Karl Mörchel worked as a miner in Dortmund’s coalmines, and until 1933 was a member of the KPD, the German Communist Party.
On 13 September 1934, he was reported to the police for disseminating illegal written matter; towards the end of the year, he was found guilty of “preparation of acts of treason” and sentenced to imprisonment for two years and three months. After being released from Herford prison in late 1936, it took him until May 1937 to find work once more as a face worker at Zeche Hansa mine and later at Zeche Westhausen mine in Dortmund.
On 9 February 1945, along with his brother Erich Mörchel (see link to Stolperstein for → Erich Mörchel) and a further 26 men and women of the Resistance movement, he was arrested and tortured.
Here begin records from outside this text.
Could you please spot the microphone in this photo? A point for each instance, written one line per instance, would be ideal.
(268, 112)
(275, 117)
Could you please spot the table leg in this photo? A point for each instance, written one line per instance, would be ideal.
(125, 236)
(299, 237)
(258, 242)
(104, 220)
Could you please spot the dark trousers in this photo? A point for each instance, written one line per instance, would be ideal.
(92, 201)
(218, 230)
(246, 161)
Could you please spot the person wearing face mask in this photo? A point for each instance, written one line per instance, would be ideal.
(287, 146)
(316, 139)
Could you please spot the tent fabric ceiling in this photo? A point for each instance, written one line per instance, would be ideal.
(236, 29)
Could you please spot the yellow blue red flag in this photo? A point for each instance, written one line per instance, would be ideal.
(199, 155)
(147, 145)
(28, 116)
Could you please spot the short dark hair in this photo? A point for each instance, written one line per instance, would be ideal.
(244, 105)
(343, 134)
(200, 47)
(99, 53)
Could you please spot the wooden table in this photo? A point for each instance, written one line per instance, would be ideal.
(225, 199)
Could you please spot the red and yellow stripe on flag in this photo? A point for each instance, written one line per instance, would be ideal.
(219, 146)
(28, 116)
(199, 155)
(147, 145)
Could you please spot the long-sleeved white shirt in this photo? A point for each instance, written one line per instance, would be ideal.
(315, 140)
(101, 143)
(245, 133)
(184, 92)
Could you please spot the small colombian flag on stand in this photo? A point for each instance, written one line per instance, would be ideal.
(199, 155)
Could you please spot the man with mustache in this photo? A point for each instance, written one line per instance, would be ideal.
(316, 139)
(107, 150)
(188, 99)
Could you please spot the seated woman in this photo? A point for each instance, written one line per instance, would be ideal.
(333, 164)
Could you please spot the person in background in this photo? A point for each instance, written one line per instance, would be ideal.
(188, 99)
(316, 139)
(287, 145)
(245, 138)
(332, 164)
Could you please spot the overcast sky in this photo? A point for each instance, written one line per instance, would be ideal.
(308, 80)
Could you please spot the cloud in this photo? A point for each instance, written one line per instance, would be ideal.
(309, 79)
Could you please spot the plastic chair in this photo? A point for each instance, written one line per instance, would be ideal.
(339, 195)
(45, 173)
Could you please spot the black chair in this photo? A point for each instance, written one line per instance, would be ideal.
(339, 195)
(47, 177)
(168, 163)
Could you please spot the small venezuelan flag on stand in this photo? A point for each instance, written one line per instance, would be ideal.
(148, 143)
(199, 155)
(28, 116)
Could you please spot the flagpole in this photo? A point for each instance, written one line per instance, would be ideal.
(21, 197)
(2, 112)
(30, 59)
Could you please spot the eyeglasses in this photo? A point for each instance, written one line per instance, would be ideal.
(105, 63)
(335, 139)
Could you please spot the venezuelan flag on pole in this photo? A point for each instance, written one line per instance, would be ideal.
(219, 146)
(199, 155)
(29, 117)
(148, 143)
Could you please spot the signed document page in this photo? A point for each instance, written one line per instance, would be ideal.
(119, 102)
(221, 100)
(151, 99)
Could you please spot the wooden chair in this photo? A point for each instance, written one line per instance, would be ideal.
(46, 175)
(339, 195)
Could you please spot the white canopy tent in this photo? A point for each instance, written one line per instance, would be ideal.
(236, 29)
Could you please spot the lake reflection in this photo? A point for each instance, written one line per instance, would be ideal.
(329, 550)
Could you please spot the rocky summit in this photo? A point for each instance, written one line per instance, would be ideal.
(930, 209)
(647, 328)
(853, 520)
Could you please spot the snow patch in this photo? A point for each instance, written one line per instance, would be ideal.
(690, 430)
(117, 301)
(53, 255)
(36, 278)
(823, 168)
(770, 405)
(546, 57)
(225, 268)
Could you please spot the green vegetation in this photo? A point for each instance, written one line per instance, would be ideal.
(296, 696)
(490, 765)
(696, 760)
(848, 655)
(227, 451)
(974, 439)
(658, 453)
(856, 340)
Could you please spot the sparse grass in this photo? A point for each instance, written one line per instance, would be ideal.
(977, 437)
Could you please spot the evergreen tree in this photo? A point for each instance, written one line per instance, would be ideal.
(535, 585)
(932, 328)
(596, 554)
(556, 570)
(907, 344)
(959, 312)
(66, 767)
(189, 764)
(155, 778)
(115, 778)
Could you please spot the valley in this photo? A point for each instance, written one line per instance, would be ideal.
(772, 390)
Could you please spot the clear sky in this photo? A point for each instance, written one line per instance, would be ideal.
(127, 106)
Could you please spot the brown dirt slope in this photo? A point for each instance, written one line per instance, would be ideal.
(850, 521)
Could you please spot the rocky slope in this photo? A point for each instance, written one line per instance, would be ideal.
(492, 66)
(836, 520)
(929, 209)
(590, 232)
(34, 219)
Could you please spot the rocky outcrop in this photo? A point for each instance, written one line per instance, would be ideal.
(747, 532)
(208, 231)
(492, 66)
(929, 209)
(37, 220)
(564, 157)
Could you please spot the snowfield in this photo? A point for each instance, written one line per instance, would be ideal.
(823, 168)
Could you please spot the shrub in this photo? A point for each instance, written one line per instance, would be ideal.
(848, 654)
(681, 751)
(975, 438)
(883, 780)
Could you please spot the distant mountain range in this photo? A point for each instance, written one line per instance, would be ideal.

In the course of the so-called “end-phase crimes” committed by the Gestapo around Eastertime of 1945, they were all killed by a bullet to the back of the head and found dead in Romberg Park on 19 April 1945. Altogether, in March and April 1945, around 300 people, above all slave labourers and members of the Resistance – both male and female – were murdered by the Dortmund Gestapo. They are commemorated today by the memorial in Bittermark.
From August 1926 until his death, Karl Mörchel was registered as resident at Georgstr. 12 (now Eicktelgenweg), where he lived with his family and the families of his brothers.